Wien. Manche können es trotz gedämpfter Temperaturen nicht mehr erwarten. An diesem Donnerstag wird mancher Schwimmfanatiker zur Saisoneröffnung ins Kongreßbad an der Grenze zwischen Ottakring und Hernals pilgern, um dort im Liegestuhl Erholung und ein bisschen Sonne zu genießen. Was viele Badegäste nicht wissen: Das Kongreßbad ist eines von 31 Bädern, das in der Ära des Roten Wien in der Zwischenkriegszeit errichtet wurde.

Daran erinnert Maria Maltschnig, Direktorin des Renner-Instituts, der Parteiakademie der SPÖ. "Das sind alles Elemente, wo man sieht, dass der kulturelle Geist des Roten Wien diese Stadt noch prägt", analysiert sie im Gespräch mit der "Wiener Zeitung". Es schwebe zwar jetzt nicht mehr "über jeder Freizeitaktivität der SPÖ-Stempel". Aber "sehr auffällig ist, dass dieser Anspruch, in der Stadt Lebensqualität für alle zu schaffen, sehr präsent ist", erläutert sie.

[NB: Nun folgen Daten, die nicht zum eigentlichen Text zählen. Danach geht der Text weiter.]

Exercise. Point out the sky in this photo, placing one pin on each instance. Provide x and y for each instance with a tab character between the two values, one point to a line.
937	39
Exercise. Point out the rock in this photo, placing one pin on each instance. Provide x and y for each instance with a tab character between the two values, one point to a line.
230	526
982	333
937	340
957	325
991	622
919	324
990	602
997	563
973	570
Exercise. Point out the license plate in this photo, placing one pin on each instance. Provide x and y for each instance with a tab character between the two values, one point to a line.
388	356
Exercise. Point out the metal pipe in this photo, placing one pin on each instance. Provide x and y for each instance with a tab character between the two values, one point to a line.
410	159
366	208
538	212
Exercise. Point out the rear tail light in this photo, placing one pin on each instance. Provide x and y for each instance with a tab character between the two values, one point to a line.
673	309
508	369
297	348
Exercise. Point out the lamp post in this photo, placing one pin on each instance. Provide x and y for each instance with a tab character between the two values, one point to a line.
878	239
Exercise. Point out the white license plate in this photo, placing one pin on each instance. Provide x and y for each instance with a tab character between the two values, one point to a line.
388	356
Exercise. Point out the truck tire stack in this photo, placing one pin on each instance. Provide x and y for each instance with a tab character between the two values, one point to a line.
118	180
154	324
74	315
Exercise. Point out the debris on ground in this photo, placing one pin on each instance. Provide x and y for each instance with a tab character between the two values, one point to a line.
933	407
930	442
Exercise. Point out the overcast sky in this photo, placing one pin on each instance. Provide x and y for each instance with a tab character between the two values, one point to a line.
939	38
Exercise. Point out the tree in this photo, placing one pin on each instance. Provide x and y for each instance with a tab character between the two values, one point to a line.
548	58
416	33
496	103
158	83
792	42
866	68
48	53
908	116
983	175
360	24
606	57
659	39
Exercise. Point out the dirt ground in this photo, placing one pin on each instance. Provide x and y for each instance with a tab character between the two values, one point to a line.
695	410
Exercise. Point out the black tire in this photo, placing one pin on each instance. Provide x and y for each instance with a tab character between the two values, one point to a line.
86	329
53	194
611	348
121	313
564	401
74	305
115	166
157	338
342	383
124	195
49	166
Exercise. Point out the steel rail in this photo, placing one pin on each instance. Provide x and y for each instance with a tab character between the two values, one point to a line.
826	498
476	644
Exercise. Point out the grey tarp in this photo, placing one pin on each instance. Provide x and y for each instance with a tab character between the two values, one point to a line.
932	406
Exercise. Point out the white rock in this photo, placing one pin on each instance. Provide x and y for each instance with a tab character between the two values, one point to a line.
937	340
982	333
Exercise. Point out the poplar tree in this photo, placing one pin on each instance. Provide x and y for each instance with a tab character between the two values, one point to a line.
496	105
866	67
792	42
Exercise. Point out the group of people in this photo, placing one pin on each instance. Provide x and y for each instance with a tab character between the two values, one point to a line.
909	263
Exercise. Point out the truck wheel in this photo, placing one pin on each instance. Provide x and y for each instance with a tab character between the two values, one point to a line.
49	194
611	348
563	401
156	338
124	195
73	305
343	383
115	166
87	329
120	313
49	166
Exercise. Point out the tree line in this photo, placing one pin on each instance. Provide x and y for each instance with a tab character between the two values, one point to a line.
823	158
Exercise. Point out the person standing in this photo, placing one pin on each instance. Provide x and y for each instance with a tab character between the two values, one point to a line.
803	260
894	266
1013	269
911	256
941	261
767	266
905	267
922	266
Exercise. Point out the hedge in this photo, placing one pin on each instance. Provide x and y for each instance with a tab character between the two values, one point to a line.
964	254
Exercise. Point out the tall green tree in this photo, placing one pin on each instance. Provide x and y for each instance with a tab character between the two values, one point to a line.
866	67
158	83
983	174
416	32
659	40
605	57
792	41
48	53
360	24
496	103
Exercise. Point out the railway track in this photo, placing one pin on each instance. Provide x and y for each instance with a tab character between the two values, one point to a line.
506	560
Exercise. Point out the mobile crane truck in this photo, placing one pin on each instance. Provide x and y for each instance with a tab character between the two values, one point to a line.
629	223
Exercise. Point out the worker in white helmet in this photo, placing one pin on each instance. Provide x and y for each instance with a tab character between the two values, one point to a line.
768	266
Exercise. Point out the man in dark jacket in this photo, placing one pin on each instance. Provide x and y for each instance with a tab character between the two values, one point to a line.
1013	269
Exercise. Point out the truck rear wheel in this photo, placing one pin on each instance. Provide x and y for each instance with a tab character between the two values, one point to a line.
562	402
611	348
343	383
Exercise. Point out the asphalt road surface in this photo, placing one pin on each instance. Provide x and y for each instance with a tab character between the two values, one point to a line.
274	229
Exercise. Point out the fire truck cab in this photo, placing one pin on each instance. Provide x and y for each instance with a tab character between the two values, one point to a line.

100 Jahre sozialdemokratische Führung haben die Stadt geprägt. Gemeindebauten, Spitäler, Ambulatorien und der rote Schulreformer und seinerzeitige Stadtschulratspräsident Otto Glöckel geben ein Zeugnis vom Roten Wien ab. Oder eben auch die Bäder.

Ein Unterschied ist aber, dass nicht mehr die enge Verknüpfung mit der Sozialdemokratie gegeben ist. Wer sich im Kongreßbad mit seinem markanten roten Anstrich räkelt, fühlt sich deswegen nicht der SPÖ zugehörig. Er genießt einfach die Erholungsoase.

"Der Geist ist immer noch da", betont der ehemalige Sozialminister Rudolf Hundstorfer, der im Wiener Rathaus als Kanzleilehrling begonnen hat. Er zählt Wohnbau, soziale Absicherung und Bildungszugang für alle als vorrangige Aushängeschilder des weiter existierenden Roten Wien auf.

Gemeindebauten waren
schon aus der Mode

"Vergleichen Sie Wien einmal mit Berlin oder München", empfiehlt Hundstorfer zur Untermauerung seiner Meinung. Von Paris oder London wolle er gar nicht reden. "Oder suchen Sie einmal in Innsbruck eine Wohnung", ergänzt er. Auch wenn in Wien die Mieten gestiegen sind, "das ist weiterhin ein wichtiges Asset", erläutert der Ex-ÖGB-Präsident.

Auch was den Zugang zur Bildung betrifft, wird seiner Ansicht nach vielfach vergessen, was Jahrzehnte nach der Hochblüte des Roten Wien gelungen sei. So werde beispielsweise die Kinderbetreuung samt Verpflegung kostengünstig angeboten.

Für jeden sichtbar als Erbe des Roten Wien sind die vielen Gemeindebauten. Dabei galten gerade diese vor gar nicht so langer Zeit als nicht mehr zeitgemäß. 2004 wurde der vorerst letzte Gemeindebau übergeben. Diese waren jahrzehntelang die Basis für SPÖ-Wahlerfolge in Wien. Es dauerte dann aber nicht lange, bis diese Form des geförderten Wohnbaus wieder modern wurde.